BEYROUTH: L'armée libanaise a annoncé samedi la mort de plusieurs de ses membres dans une frappe israélienne dans le sud du pays, malgré le cessez-le-feu théoriquement en vigueur.

"Plusieurs militaires, dont un officier", ont été tués "dans une attaque israélienne brutale" ayant ciblé un véhicule militaire sur la route entre Khardali et Nabatiyé, a indiqué l'armée dans un communiqué.

Sollicitée par l'AFP, l'armée israélienne a indiqué vérifier ces informations.

Mercredi, à l'issue d'une quatrième session de négociations entre le Liban et Israël à Washington, un nouvel accord de cessez-le-feu avait été annoncé, la trêve en vigueur à partir du 17 avril n'ayant jamais été respectée.

L'accord prévoit un cessez-le-feu conditionné à un "arrêt complet" des tirs du Hezbollah et un maintien à ce stade des tirs et opérations de l'armée israélienne dans le sud du Liban.

Mais le Hezbollah a rejeté cet accord, comme le précédent.

Sur le terrain, les affrontements se poursuivent.

L'armée israélienne a de nouveau appelé samedi à l'évacuation de cinq villages dans le sud et l'est du Liban en prévision de frappes contre le Hezbollah.

"Vous devez évacuer immédiatement vos domiciles et vous déplacer au nord du fleuve Zahrani", a affirmé Avichay Adraee, un porte-parole militaire arabophone, sur son compte Telegram.

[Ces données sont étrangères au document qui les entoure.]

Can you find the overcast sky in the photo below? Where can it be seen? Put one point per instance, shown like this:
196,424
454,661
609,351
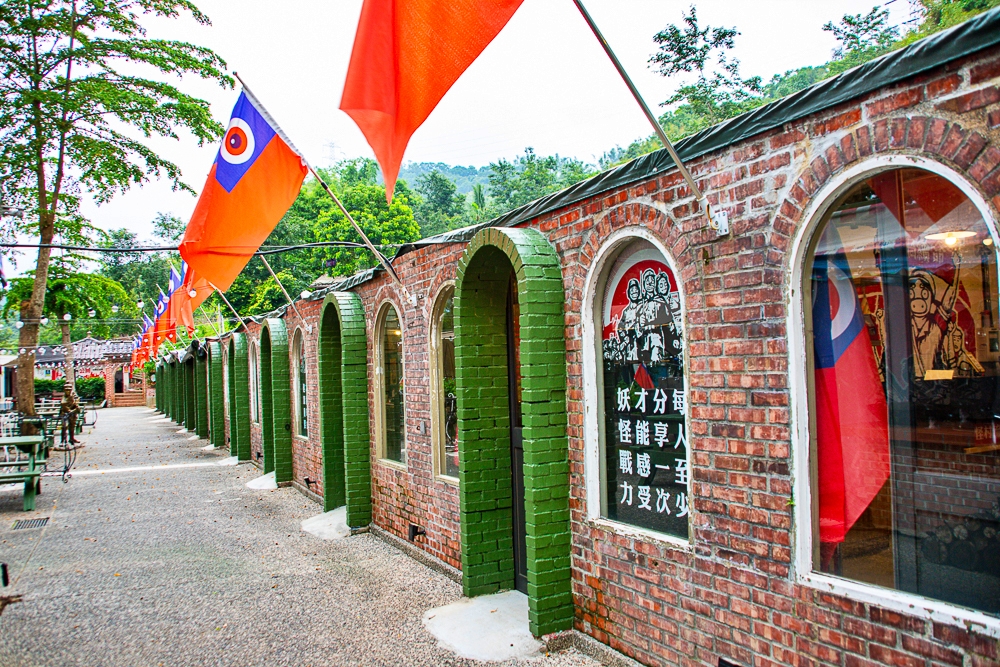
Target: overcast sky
544,82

Le Hezbollah a relancé les hostilités avec Israël début mars, en visant le sol israélien pour venger la mort du guide suprême iranien Ali Khamenei dans l'offensive israélo-américaine sur Téhéran.

Les frappes israéliennes sur le Liban ont fait plus de 3.560 morts depuis le début de la guerre, selon le dernier bilan des autorités. Côté israélien, 27 soldats et un contractuel civil ont été tués au Liban, d'après l'armée.